Zunächst ging es darum, eine Bestandsaufnahme zu machen. Was tut sich in der Stadt der Großverlage? Wer verfügt mittlerweile über Online-Redaktionen, und wo sind sie ausgegliedert worden? Wo gibt es Betriebsräte? Wie lassen sie sich vernetzen? Wie kann ihr Know-how genutzt werden, um auch in verlagsunabhängigen Internet-Agenturen Betriebsratswahlen zu initiieren? Dabei sind Kontakte in die Betriebe sehr wichtig, um ein adäquates Informationsangebot zu entwickeln. Wir müssen erst einmal mit den Leuten in Dialog treten, um zu erfahren, was sie von uns, den Gewerkschaften, erwarten.

Inwieweit ist Ihnen das gelungen?

Bisher war meine Taktik im operativen Geschäft eher verhalten. Mit niederschwelligen Angeboten wie einem Branchen-Brunch habe ich versucht, in die Szene reinzukommen. Mit mäßigem Erfolg. Wir haben inzwischen einen guten Kontakt zu den Betriebsräten der drei Internet-Dienstleister bei Gruner + Jahr: KontorVisions, EMS Holding, Travel Channel. Es gibt einen Austausch mit dem Betriebsrat von AOL und seit kurzem mit einigen kleineren Unternehmen, die schon Betriebsräte haben oder in denen Wahlen anstehen.

Nun überlege ich, wie ich gezielter an die Menschen herankomme. Obwohl mir von den KollegInnen in der Branche davon abgeraten wurde, mich mit Infoständen vor die Betriebe der New Economy zu stellen, denke ich zur Zeit wieder darüber nach.

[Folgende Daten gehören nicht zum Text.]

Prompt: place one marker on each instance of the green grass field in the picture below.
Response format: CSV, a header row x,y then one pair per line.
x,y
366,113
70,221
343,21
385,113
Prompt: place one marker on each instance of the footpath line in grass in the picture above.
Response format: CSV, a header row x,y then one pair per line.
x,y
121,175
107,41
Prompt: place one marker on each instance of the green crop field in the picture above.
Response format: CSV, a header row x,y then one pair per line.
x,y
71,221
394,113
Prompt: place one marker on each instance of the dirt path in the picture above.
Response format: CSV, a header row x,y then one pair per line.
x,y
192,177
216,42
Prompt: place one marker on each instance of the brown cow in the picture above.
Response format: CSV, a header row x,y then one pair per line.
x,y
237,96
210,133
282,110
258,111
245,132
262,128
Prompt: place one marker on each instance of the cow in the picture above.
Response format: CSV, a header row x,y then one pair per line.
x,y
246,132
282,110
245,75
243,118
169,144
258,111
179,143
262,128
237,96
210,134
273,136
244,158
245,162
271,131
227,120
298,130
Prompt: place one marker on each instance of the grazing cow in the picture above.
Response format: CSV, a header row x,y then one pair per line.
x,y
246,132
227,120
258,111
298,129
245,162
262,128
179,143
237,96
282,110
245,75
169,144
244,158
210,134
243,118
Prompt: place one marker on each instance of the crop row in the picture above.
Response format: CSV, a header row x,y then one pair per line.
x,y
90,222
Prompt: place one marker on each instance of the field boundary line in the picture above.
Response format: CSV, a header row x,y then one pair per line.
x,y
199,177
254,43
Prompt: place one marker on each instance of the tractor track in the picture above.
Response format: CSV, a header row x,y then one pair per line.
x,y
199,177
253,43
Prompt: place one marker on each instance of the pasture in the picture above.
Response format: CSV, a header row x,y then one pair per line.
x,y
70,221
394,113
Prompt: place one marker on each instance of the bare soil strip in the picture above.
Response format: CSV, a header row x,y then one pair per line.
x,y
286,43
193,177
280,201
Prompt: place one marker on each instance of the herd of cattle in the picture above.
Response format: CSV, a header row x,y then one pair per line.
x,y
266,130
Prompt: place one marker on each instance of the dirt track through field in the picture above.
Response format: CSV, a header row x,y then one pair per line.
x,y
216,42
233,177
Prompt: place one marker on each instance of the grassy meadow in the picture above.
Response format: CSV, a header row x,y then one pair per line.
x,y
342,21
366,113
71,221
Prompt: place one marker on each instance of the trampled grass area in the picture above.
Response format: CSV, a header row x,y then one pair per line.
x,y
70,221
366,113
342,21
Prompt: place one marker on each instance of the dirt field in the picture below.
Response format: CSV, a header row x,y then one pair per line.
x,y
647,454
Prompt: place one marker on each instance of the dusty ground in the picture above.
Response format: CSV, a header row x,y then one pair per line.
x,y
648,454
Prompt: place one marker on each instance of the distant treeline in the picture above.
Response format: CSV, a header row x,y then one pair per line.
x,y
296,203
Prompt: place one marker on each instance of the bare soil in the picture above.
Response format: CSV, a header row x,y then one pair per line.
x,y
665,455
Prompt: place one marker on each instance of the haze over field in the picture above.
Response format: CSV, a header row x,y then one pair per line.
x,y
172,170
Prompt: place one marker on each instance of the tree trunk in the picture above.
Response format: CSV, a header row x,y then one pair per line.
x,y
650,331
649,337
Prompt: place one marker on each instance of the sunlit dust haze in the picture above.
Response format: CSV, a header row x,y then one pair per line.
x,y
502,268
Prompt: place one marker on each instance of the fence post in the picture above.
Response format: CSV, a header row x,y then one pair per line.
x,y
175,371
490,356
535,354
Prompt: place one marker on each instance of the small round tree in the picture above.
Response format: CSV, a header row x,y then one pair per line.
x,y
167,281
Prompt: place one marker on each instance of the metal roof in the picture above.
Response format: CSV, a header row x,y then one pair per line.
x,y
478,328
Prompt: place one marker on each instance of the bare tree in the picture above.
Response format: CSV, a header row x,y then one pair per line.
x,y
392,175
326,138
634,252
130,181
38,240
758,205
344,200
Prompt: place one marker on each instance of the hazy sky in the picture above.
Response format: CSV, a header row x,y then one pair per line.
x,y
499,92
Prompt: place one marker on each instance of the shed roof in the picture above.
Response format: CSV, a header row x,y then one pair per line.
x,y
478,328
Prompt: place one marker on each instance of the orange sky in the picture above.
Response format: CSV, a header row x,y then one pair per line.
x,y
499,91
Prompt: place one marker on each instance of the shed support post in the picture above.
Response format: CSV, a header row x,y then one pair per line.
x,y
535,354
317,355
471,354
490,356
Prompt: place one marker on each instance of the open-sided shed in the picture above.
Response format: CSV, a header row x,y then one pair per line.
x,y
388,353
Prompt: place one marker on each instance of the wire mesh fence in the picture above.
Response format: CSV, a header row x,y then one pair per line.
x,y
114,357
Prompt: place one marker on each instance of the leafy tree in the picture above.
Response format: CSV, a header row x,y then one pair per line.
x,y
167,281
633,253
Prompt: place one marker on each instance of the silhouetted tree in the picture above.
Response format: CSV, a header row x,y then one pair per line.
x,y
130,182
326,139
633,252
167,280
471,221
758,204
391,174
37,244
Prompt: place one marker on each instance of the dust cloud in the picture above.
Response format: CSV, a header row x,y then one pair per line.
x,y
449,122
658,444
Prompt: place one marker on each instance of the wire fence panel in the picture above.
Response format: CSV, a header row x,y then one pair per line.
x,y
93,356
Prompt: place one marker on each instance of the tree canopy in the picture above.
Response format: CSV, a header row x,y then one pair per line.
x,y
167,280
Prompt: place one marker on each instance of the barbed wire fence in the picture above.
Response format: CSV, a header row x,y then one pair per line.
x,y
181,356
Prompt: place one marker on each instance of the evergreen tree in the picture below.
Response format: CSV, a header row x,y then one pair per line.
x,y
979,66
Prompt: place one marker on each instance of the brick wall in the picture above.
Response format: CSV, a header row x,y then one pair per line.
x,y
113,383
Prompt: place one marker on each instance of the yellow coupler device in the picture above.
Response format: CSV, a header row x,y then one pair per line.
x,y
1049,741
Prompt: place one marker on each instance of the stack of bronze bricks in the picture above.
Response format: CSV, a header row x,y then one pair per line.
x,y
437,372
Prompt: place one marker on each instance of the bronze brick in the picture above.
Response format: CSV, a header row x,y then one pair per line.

Witzige Aktionen vor den Unternehmen oder E-Mail-Kampagnen könnten Wege sein, die Leute zu erreichen. Im Großen und Ganzen ist der Prozess ziemlich zäh und ermüdend.

Im stern schilderte vor kurzem ein Autor, wie er bei seiner Recherche zu Betrieben der New Economy »unvermittelt ins Schattenreich der sonst so leuchtenden, so freundlichen New Economy« vorstieß. Welche Arbeitsbedingungen haben Sie in den Startups angetroffen?

Feste Arbeitszeiten sind in der Branche ein Fremdwort. Ein Zwölfstundentag ist nicht selten die Regel, ein 18-Stundentag keine Ausnahme. Die vom Gesetzgeber vorgeschriebene elfstündige Pause zwischen Arbeitsende und Arbeitsbeginn wird so gut wie gar nicht eingehalten. Zum Teil arbeiten Beschäftigte in den Startups unter extrem beengten Verhältnissen. Nehmen wir zum Beispiel I-D Media. Wo nach der Arbeitsstättenrichtlinie höchstens vier Leute sitzen sollten, saßen sechs. Und überall waren Computer, Kisten, Kabel - also viele Möglichkeiten, sich zu verletzen. Das erinnert manchmal an frühkapitalistische Arbeitsverhältnisse, und mich stört, dass diese angeblich kreative Atmosphäre von Garagen- und Wohnzimmerfirmen auch noch sozialromantisch verklärt wird.

Obwohl die Arbeitsbedingungen schlecht sind, ist die Identifikation der Beschäftigten mit dem Unternehmen sehr stark. Woran liegt das?

Eigentlich ist das kein Widerspruch. Ich erlebe vielmehr, dass sich die Beschäftigten eher mit ihrer Arbeit als mit der Firma identifizieren. Sie finden es gut, im Arbeits- und Projektprozess selbst Entscheidungen treffen zu können. Leider führt das meist zu extremer Selbstausbeutung.